Well, what won't Google dip its (extremely large) toe into next? My, it's Google Health. Download your medical records from hospitals and pharmacies, and just give it all to Google and they'll take real good care of it.
Some of us get the creepies just THINKING of how much Google knows about our private stuff. Now "privates" could be more literally true than before.
Mind you, there's a large and legitimate move afoot to create some sort of universal (but private) form of medical records storage, some universally accessible database so when there's an emergency, physicians can treat you accurately and rapidly. (Heck, accurate and up to date information would be useful in non-emergency situations, too. It's amazing how difficult that is to achieve. Many healthcare bloggers have talked about it.)
When I attended a dinner meeting at BI-Deaconess last fall, we saw a new gadget that a patient can wear, a little USB disk drive containing all their medical records. If you were to be away from your usual care when an emergency befell you, this could be immensely valuable. It's a good thing. And if you read my cancer journal last year, you know I love online access to my medical information.
At work I spend a lot of time dealing with Google tools, particularly their "search engine marketing" tools. They write some amazingly good software.
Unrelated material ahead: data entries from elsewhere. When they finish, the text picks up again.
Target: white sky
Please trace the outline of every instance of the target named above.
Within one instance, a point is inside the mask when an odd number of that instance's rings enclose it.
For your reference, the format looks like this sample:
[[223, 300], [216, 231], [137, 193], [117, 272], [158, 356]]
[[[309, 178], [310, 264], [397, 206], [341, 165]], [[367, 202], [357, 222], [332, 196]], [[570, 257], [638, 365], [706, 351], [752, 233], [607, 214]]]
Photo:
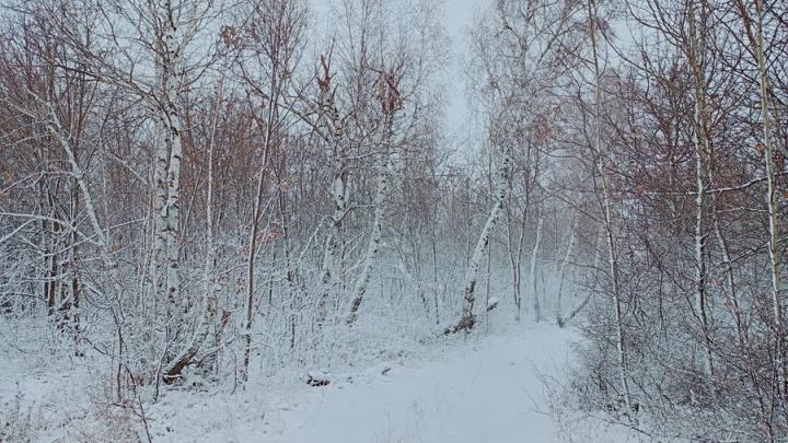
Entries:
[[[386, 1], [386, 0], [382, 0]], [[462, 60], [470, 48], [470, 32], [475, 13], [490, 0], [429, 0], [442, 3], [443, 26], [451, 38], [451, 61], [447, 66], [445, 96], [447, 126], [450, 133], [464, 137], [470, 121], [470, 109], [465, 97], [465, 77]], [[332, 7], [340, 7], [343, 0], [310, 0], [318, 22], [331, 16]], [[465, 128], [465, 129], [463, 129]], [[459, 133], [463, 132], [463, 133]]]

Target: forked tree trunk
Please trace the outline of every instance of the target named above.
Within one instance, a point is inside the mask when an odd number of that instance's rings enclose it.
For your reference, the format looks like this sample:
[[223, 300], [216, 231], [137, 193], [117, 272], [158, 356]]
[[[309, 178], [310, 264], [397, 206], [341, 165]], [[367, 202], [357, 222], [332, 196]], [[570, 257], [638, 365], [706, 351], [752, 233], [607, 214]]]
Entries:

But it'll be a cold day in hell before I hand them my medical data. Sure, they say I'll "own" it. But who could possibly police what they do with it?
Of course, the site says:
CNet.com wrote a fairly balanced article about Google and privacy under the uncritical title "Google Balances Privacy, Reach." To illustrate the topic, the writer Googled Eric Schmidt himself, for just a half hour, and published what she found - about him, his salary, his neighbors, his political donations, etc.
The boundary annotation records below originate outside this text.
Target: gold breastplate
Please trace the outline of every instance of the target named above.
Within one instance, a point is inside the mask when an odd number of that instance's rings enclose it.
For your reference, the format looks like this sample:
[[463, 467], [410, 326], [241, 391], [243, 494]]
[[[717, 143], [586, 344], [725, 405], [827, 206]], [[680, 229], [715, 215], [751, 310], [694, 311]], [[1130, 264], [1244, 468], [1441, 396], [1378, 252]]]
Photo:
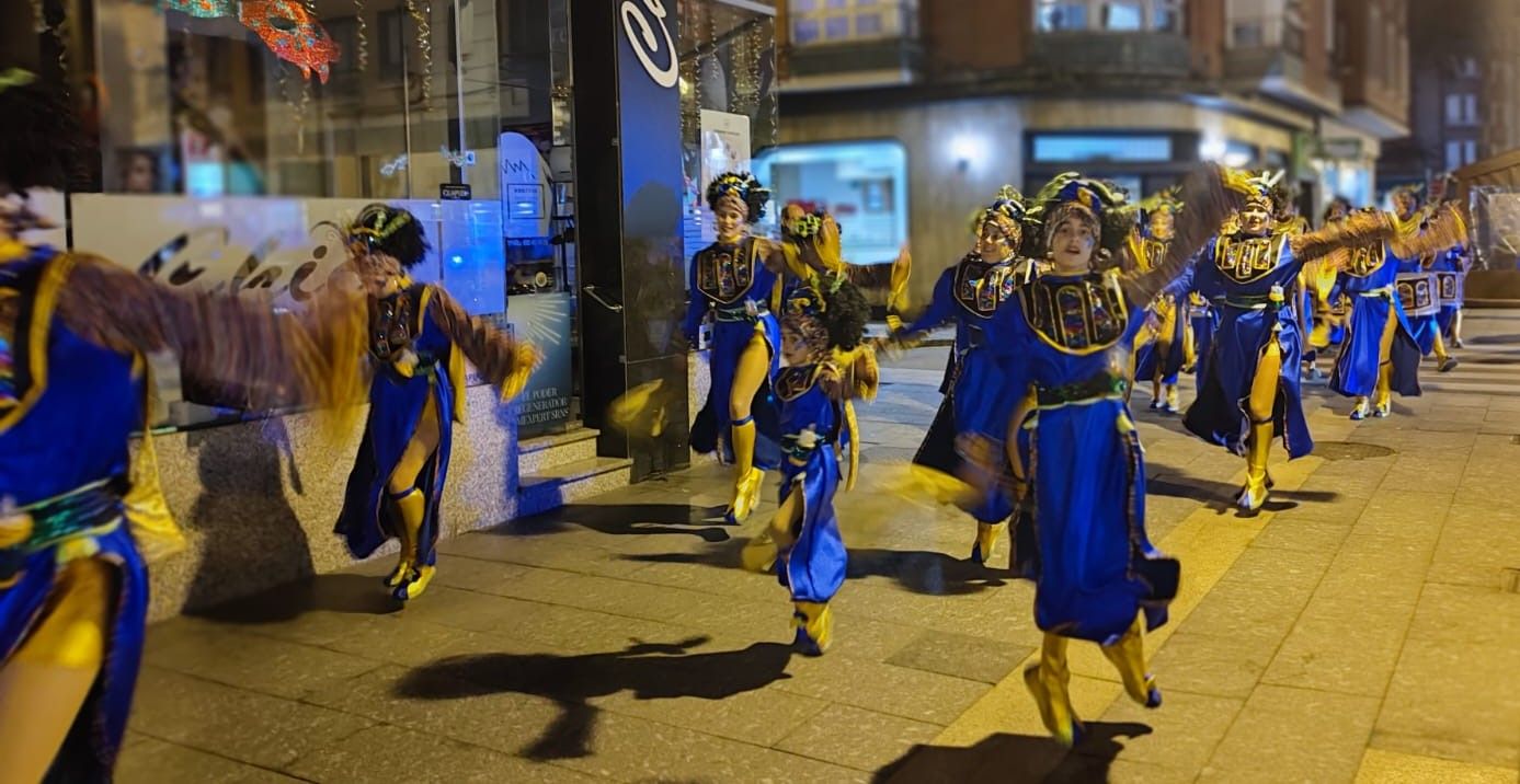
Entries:
[[965, 258], [956, 270], [955, 298], [976, 316], [991, 318], [997, 305], [1014, 295], [1014, 267], [1009, 263], [988, 264], [980, 258]]
[[1353, 278], [1365, 278], [1377, 272], [1388, 258], [1388, 251], [1382, 242], [1351, 248], [1348, 252], [1351, 258], [1341, 266], [1341, 270]]
[[818, 365], [793, 365], [781, 368], [775, 375], [775, 397], [781, 400], [796, 400], [813, 387], [818, 378]]
[[1117, 275], [1079, 281], [1035, 281], [1020, 289], [1024, 321], [1052, 348], [1093, 354], [1119, 342], [1129, 324], [1129, 304]]
[[713, 243], [696, 254], [696, 289], [717, 304], [737, 302], [755, 280], [755, 243]]
[[1166, 261], [1166, 249], [1170, 246], [1170, 240], [1158, 240], [1155, 237], [1140, 240], [1140, 258], [1135, 258], [1135, 266], [1140, 267], [1140, 272], [1149, 272], [1161, 261]]
[[1214, 243], [1214, 266], [1234, 283], [1251, 283], [1277, 269], [1283, 257], [1286, 234], [1268, 237], [1219, 237]]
And what was the response of The Goog? Why, CNet.com got its goolies chopped off by ... let me see... my, it was CEO Eric Schmidt! This CNN article relates how Schmidt banned CNet from getting any access to Google employees for a year. And when you're a tech news site, that's a major punishment.
GOOG's stock is doing great and I love their free tools, but there's no way in hell I'm giving them sensitive personal data, regardless of what their policy says. New motto for 2008: Don't Be Stupid.